On Tuesday, the group began trialling coworking with local entreprenuers directly after their fortnightly meetup at the Engine Room Cafe.
Co-founders David Masefield and Leanne Griffin plan to have a physical space up and running this year, and have conducted surveys and organised the casual co-working meetups as a way of tailoring the concept to the community.
Masefield hopes the open nature of the space will foster more collaboration amongst the Darling Downs startup community, which he describes as robust but currently a “traditional, old fashioned startup scene where people are doing stuff on their own.”
“We’re going to be discussing in open forums and finding out what a co-working space looks like for Toowoomba, how does it function, and what does it provide that suits Toowoomba,” Masefield said. “We’re not trying to be Melbourne, Sydney, Perth or Adelaide, and while we can learn things from those places, we will endeavour to be Toowoomba’s co-working space.”
Founded by Masefield and Griffin last year, TSG has thus far operated through the smaller cafe meetups and monthly events at the Toowoomba Chamber of Commerce. The group was also instrumental in running the city’s first Startup Weekend in November, which, among other startups, spawned the quad-bike safety platform RollCall Global.
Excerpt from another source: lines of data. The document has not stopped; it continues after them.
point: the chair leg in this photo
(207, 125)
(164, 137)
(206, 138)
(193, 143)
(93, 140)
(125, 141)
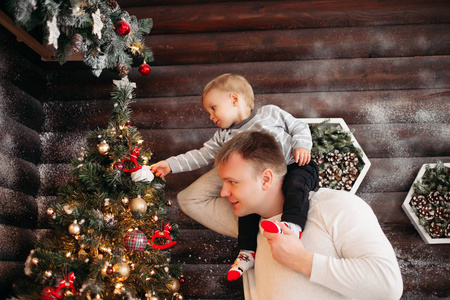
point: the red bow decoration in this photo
(133, 158)
(163, 234)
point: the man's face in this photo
(241, 186)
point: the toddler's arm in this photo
(302, 156)
(161, 168)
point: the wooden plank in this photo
(257, 15)
(361, 107)
(19, 175)
(272, 77)
(301, 44)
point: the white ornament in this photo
(53, 33)
(98, 24)
(143, 174)
(124, 82)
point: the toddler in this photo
(229, 100)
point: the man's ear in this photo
(234, 98)
(266, 179)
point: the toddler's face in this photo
(221, 109)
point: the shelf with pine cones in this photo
(341, 160)
(428, 203)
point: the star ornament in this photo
(53, 33)
(98, 24)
The team are also organising Startup Weekend Education Toowoomba, an event for both students and education-oriented entrepreneurs, to be held from May 15-17th.
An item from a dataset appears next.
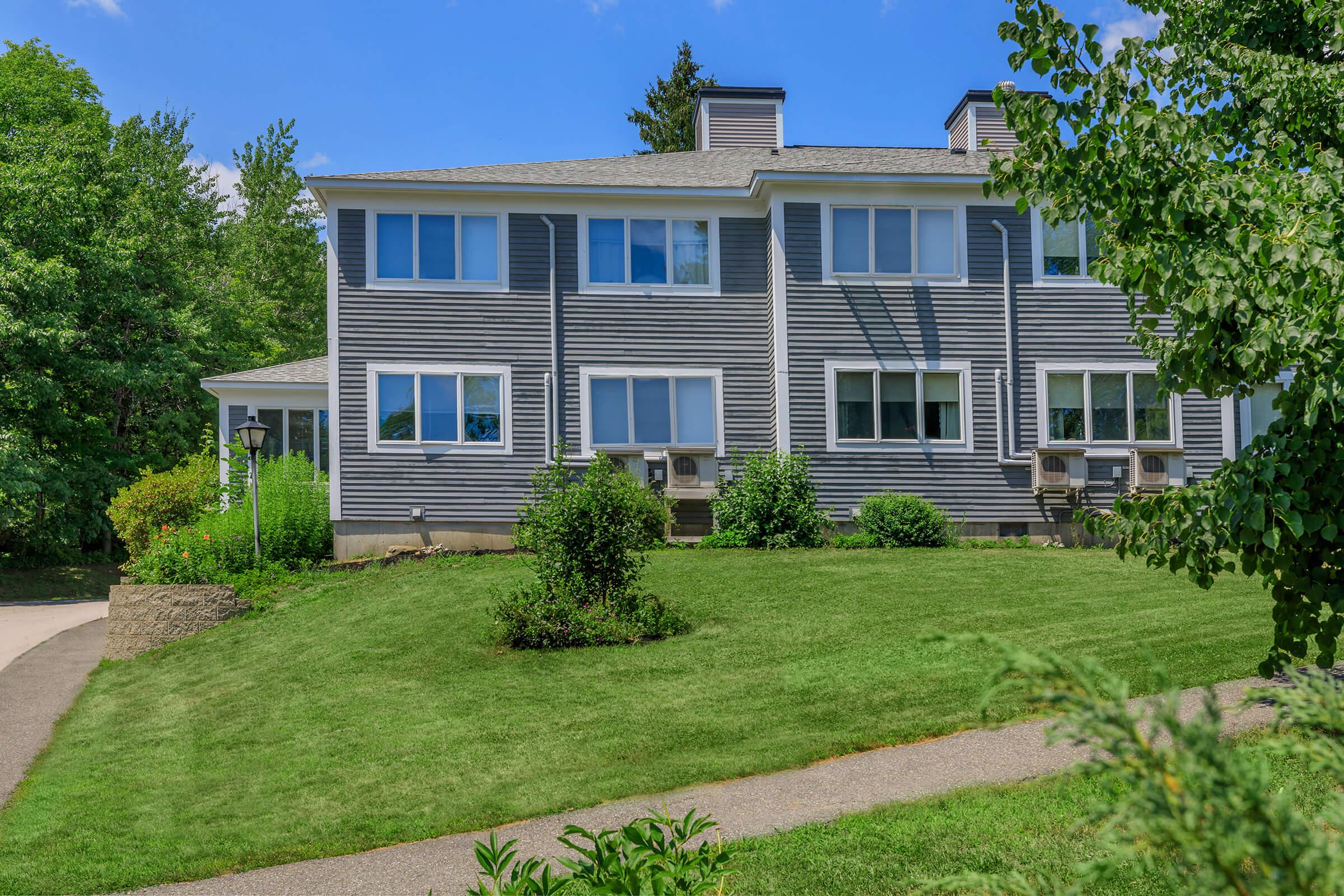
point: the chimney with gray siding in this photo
(730, 117)
(976, 120)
On her experiences with both the group and the broader Toowoomba community, Griffin stresses the city’s growth in population, investment and innovation. Just last month the Australian government announced a $14 million investment into three QLD research projects, to be used over the next five on research into productivity and sustainability.
On top of the group’s inclusion of traditional entrepreneurial areas like tech and social enterprise, Griffin hopes the group will highlight the push for for innovation in agriculture.
“We see the opportunity for the region to become leaders in sustainable agriculture as really quite untapped, and that’s one of the things we’re really trying to raise the profile around,” Griffin said. “There’s a lot of early agriculture campaigns happening, especially around the use of drones, big data and mapping tools, to change farmers from an intuitive model to a scientific model.”
Griffin also wants to see the group incorporate a variety of startups, and says that, “unlike some of other groups, which are focusing on either social enterprise or tech startups, we’re really trying to be as inclusive as possible.”